Laparoscopic endometriosis surgery has changed for ever the way in which endometriosis is diagnosed and then treated. While it is not possible to treat every case with this revolutionary new technology, the vast majority of them can be treated. Where this is possible, there are a great many benefits to the patient. Where the diseased tissue can be removed without any large incision being made, there is a greatly reduced recovery time. There are also reduced complications from bleeding, and from the use of painkillers.

Laparoscopic surgery is now available to treat a very wide range of internal problems, due to the improvements in technology in recent decades. It did, however start in a far more humble way. The early experiments into laparoscopic treatment were carried out as long ago as the early years of the twentieth century. These were primitive experiments carried out on dogs, which were only really useful in showing surgeons where the possibilities for the future may lie. It was nearly a decade after that that the first experiments on human tissue even became possible.

The progress in the early years was limited at best, largely because of the limitations of the technology which was available at the time. It was only when electronic camera technology gave the surgeon an intimate view of the inside of the body that many of today's procedures became possible. Laparoscopic endometriosis surgery is a classic example of this, as the work which needs to be carried out is incredibly complex and detailed. One of the greatest benefits of this type of technology is in the help it gives the surgeon in making the diagnosis in the first place.
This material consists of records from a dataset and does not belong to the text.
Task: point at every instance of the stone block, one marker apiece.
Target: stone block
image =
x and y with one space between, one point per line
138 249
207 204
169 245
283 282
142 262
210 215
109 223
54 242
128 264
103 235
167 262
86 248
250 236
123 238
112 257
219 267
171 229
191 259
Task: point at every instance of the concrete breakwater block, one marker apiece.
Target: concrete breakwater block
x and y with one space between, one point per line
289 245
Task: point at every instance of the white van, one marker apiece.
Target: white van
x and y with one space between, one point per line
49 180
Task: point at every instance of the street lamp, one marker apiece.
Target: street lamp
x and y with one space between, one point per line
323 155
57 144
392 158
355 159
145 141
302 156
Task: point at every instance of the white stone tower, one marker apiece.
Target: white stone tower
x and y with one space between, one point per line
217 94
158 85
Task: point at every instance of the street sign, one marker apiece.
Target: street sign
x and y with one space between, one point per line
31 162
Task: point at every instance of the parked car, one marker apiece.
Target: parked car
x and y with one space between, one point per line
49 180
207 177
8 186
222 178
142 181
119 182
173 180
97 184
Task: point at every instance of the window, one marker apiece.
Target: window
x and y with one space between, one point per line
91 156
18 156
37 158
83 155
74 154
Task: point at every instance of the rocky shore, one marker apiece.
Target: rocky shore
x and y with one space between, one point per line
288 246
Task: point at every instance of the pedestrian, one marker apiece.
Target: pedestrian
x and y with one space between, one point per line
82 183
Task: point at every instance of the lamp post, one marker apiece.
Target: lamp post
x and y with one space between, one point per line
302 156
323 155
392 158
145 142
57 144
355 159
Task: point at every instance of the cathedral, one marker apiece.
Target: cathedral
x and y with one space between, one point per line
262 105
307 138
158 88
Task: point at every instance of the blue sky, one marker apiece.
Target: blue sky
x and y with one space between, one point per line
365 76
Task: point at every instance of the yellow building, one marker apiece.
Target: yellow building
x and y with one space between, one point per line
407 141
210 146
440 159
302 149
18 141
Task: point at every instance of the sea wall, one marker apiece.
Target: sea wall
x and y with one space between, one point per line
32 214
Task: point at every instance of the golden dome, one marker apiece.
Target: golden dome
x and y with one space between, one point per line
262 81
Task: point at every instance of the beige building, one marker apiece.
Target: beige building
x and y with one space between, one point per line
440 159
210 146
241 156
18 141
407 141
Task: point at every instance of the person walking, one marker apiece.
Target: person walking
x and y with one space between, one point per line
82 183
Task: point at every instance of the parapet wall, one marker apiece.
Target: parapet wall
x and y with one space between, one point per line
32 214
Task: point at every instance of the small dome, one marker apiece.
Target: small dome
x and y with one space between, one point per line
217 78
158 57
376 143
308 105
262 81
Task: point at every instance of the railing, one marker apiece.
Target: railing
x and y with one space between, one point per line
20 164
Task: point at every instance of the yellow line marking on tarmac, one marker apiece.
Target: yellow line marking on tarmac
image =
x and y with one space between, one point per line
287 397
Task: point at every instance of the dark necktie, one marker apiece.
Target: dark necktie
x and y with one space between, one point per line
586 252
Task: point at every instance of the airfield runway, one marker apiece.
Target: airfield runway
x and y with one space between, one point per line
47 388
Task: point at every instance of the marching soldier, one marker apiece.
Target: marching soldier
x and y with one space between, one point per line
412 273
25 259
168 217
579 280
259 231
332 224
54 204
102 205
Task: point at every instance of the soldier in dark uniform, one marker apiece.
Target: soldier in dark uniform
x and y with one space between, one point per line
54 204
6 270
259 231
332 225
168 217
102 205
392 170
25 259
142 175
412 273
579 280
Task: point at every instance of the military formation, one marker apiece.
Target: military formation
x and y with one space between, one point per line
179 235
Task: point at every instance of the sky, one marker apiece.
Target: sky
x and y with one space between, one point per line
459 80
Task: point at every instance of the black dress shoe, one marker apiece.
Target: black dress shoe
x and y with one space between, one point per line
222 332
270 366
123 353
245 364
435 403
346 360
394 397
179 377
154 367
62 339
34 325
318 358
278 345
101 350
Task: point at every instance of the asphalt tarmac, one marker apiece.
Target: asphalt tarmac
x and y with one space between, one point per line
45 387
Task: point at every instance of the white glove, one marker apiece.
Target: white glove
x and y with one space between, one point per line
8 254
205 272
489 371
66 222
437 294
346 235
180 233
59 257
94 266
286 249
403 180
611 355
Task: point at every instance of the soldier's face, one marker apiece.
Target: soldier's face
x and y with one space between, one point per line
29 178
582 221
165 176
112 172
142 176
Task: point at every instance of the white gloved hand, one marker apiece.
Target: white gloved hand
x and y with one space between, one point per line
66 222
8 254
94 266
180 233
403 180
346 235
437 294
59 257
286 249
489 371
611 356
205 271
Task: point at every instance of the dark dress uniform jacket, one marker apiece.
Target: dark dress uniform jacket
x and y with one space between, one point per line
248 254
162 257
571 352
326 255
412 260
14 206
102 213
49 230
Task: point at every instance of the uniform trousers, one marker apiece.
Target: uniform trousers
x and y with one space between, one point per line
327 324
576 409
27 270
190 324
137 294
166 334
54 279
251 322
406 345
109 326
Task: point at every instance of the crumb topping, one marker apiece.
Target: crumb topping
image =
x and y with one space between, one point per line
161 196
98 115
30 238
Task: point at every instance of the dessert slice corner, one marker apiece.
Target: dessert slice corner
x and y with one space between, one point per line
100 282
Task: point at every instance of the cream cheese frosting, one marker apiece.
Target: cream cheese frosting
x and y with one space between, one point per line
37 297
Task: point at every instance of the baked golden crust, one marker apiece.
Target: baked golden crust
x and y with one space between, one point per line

All surgery involves a degree of risk, and with laparoscopic surgery endometriosis is a relatively difficult condition to treat. The ability to know exactly where the problems are is so important to the surgeon, because it cuts down the potential risk to the patient. The first step is to make at least one small incision into the body, so that the camera technology can be used to make a diagnosis. This diagnosis is never going to be 100% accurate, because it is possible for growths to be so small that they do not even show up on modern cameras.

The laparoscopic endometriosis surgery itself can then go ahead, although it is important to realize that there may still be a need for a more invasive type of surgery if the problem is exceptionally acute. If it is not, then the surgeon can remove the problem tissue by use of electric or laser current, or simply by cutting the tissue away. The great benefit of the small instruments used can be seen most graphically with this operation. It is in the reduced recovery period that the greatest benefit to the patient is noticed, and this is the main reason for advocating laparoscopic endometriosis surgery.